Film oceniam jako sredniak/odmozdzacz.
Zastanawiam sie tylko,jak mozna bylo obsadzic w glownej roli kobiecej aktorke,ktora z fit/dieta/silownia/sportem niewiele ma wspolnego.
Nie wiem czy nie chcialo jej sie,czy producent nie wymagal,aby popracowala nad sylwetka dla stworzenia postaci,ktora inspiruje cala Polske do aktywnosci sportowej,zdrowego stylu zycia.
Adamczyk w roli muzyka rowniez wypada baaardzo srednio.
Dobrze sa dobrani aktorzy drugoplanowi:
w szczegolnosci odtworca roli ojca,przyjaciel,Liszowska wypada swietnie.
Plus za brak wulgaryzmow oraz piekne zdjecia.
Film generalnie dluzyl sie niemilosiernie.
Myslalam,ze nigdy sie nie skonczy.
Trudno granie aktora na trójkącie nazwać muzykiem, Chociaż na fortepianie zagrał świetnie. Co do wulgaryzmów to słowa na k trudno nazwać inaczej chociaż akurat Piotrowi Adamczykowi to jakoś pasowało. Co do Lisowskiej, to już o wiele lepiej wypadł jej filmowy partner. A co do dłużenia, to najbardziej dłużyły się reklamy na samym początku seansu, ale inaczej się pewnie nie da :)

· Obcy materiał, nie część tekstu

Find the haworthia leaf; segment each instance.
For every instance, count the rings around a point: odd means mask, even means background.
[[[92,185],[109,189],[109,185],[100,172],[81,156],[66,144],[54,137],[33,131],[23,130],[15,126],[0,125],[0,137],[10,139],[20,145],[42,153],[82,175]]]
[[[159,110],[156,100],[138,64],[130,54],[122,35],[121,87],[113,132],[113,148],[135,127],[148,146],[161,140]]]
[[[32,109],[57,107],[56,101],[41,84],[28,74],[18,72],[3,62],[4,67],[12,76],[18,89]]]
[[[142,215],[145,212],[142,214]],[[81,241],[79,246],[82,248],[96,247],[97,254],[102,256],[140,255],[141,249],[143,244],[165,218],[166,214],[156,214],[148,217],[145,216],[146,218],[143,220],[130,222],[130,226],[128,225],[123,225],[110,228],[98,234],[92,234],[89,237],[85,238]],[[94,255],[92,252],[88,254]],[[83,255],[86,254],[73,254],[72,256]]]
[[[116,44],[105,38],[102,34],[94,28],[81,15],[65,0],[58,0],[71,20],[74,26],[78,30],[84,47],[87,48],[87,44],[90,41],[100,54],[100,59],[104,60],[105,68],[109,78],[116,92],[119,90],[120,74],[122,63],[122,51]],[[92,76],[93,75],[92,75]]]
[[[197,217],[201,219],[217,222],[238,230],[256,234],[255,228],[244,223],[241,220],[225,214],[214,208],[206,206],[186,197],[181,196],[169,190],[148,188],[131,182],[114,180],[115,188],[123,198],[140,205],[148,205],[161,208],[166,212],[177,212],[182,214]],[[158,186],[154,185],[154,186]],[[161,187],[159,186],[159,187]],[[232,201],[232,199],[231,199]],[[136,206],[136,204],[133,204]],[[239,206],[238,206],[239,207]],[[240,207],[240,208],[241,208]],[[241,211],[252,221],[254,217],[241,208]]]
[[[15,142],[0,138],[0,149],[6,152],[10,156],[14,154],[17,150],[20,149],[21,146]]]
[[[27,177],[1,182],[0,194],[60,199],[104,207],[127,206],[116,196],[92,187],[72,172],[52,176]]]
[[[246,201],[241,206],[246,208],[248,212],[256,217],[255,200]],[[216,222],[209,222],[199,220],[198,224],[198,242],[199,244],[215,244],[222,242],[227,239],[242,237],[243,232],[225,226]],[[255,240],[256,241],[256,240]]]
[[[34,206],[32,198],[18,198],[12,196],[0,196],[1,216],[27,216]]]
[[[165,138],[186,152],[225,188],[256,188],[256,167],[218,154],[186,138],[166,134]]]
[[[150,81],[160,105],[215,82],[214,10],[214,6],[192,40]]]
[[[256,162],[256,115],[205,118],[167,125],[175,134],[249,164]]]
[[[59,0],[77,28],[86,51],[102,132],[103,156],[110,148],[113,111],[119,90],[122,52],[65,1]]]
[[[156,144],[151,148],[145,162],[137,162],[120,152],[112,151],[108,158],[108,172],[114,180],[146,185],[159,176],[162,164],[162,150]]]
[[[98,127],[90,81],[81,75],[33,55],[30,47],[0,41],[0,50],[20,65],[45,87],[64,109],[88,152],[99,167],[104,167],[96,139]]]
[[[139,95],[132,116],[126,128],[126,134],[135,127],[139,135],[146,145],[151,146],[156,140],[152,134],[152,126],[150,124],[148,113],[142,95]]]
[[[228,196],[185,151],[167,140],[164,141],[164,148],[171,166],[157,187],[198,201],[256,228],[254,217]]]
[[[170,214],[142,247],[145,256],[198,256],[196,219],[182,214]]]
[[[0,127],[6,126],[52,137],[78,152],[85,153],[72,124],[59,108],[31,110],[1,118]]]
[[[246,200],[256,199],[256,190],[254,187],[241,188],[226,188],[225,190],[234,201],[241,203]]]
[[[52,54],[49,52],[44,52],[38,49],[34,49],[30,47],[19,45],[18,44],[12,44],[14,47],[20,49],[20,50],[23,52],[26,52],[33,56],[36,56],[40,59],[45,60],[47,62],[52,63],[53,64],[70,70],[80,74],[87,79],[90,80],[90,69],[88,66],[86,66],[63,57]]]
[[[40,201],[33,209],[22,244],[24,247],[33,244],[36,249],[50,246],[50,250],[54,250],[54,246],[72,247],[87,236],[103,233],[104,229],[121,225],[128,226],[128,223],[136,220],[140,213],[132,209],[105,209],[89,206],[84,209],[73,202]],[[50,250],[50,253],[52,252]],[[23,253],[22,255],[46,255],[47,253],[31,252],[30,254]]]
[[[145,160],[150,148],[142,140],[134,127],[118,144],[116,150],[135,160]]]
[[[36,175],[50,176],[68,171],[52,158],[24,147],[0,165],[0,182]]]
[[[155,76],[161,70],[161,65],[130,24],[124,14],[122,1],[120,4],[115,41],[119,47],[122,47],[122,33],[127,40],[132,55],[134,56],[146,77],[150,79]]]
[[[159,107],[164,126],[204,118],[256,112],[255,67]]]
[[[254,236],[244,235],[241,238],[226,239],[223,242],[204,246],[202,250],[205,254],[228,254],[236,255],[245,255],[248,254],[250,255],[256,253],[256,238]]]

Do kina mam ok 15-20 minut samochodem.
Zawsze wyjezdzam,kiedy seans sie rozpoczyna.
Mam to juz wycwiczone i z reguly wchodze na sale,kiedy blok reklamowy oraz zapowiedzi sie koncza.
Dysponuje karta Unlimited i przy tak czestych wizytach w kinie nie dalabym rady tych reklam ogladac.
Masz racje,jedna „k...”wystapila w filmie :-)
W mojej opinii Roma nadawała się do tej roli gdyż była to rola kobiety „po ciąży”. Film faktycznie ma kilka momentów w których akcja spowalnia :) ale mimo to miło się ogląda.
No tak, ale nie miała jakiejś „nadwagi” czy coś żeby nie pasować do roli. Mnie jej budowa nie przeszkadzała.